Dalam jurnal yan ditulis oleh Senior saya, Dr. Hafas Furqoni, tahun 2018, alumni dari Internasional Islamic University Malaysia ini menjabarkan berbagai macam definisi ekonomi Islam. Namun demikian dari berbagai macam definisi tersebut masih menyisakan banyak ruang diskusi, karena keragaman yang cukup besar diantara definisi satu dengan yang lainnya. But, Its okay. Kita akan membahas definisi ekonomi Islam secara detail pada diskusi yang akan datang ya.

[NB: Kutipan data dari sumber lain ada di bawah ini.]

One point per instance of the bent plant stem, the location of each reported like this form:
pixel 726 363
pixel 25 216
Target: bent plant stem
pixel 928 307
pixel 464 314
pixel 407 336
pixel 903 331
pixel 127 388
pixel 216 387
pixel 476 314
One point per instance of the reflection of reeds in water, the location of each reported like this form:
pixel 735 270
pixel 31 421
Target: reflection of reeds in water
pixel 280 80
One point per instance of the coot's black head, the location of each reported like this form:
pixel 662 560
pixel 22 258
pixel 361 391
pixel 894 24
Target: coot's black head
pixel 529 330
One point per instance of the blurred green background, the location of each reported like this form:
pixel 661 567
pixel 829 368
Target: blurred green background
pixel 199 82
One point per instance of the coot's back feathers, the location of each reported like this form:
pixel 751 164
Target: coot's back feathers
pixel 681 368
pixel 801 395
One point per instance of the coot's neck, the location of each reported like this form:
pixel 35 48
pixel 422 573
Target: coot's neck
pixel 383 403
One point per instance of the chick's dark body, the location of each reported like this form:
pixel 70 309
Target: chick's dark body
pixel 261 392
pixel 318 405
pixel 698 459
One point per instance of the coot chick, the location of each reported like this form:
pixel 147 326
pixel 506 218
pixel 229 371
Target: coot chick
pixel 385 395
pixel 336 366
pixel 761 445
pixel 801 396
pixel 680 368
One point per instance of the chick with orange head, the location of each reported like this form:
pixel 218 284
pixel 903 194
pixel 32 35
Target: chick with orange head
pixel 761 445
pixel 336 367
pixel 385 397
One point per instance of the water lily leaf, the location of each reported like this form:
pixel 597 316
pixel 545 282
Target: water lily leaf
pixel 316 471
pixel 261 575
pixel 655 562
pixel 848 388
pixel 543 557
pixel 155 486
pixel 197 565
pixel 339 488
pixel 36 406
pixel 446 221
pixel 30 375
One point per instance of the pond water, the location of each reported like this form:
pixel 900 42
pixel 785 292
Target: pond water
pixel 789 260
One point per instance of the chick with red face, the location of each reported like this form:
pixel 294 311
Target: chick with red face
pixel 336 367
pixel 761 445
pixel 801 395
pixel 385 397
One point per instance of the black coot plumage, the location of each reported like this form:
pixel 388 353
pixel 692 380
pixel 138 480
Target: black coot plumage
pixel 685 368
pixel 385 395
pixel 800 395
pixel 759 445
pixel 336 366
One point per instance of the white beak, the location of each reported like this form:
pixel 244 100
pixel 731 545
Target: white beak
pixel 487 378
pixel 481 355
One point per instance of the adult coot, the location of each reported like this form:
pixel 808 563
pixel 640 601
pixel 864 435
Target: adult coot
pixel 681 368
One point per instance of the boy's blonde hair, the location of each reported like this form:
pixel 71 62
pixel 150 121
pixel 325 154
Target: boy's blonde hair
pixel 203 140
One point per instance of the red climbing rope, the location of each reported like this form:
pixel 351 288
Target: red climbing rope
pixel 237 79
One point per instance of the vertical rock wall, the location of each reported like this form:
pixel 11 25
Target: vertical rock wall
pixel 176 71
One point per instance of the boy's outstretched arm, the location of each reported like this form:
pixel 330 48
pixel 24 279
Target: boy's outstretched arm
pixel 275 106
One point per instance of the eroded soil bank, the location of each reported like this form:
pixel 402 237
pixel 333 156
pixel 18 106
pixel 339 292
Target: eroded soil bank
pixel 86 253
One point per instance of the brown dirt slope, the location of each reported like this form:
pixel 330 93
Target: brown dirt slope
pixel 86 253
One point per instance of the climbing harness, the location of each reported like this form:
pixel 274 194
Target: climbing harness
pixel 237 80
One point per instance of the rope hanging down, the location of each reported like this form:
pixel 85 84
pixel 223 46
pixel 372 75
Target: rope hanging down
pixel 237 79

Sekarang kita bicara paradigma saja. Ekonomi Islam sebagai sebuah disiplin sesungguhnya bisa dikaji dengan berbagai paradigma. Ini menurut saya, bisa dengan paradigma Positivism, Post Positivism, Critical Realism, atau Bahkan Constructivism. Ekonomi Islam bagaimanapun adalah ilmu sosial yang sangat dekat dengan ilmu ekonomi di satu sisi, tetapi juga tidak bisa lepas dari ilmu keislaman yang notabene bersifat normatif. Tentu bukan perkara mudah meramu Ilmu ekonomi dengan Ayat al-Quran yang bersifat normatif dan dogmatis. Kita tidak bisa tiba-tiba menjadikan Al-Quran sebagai sebuah hipotesis yang kebenarannya harus diuji secara empiris. Ada banyak risiko, misalnya karena kesalahan data dan pemahaman peneliti, kemudian hipotesis tidak bisa dibuktikan, Lalu apakah Al-Quran akan dipersoalkan? Tentu tidak bisa. Ini juga mirip dengan pandangan guru saya Dr. Ahmad Akbar Susamto, Ph.D dari Universitas Gadjah Mada.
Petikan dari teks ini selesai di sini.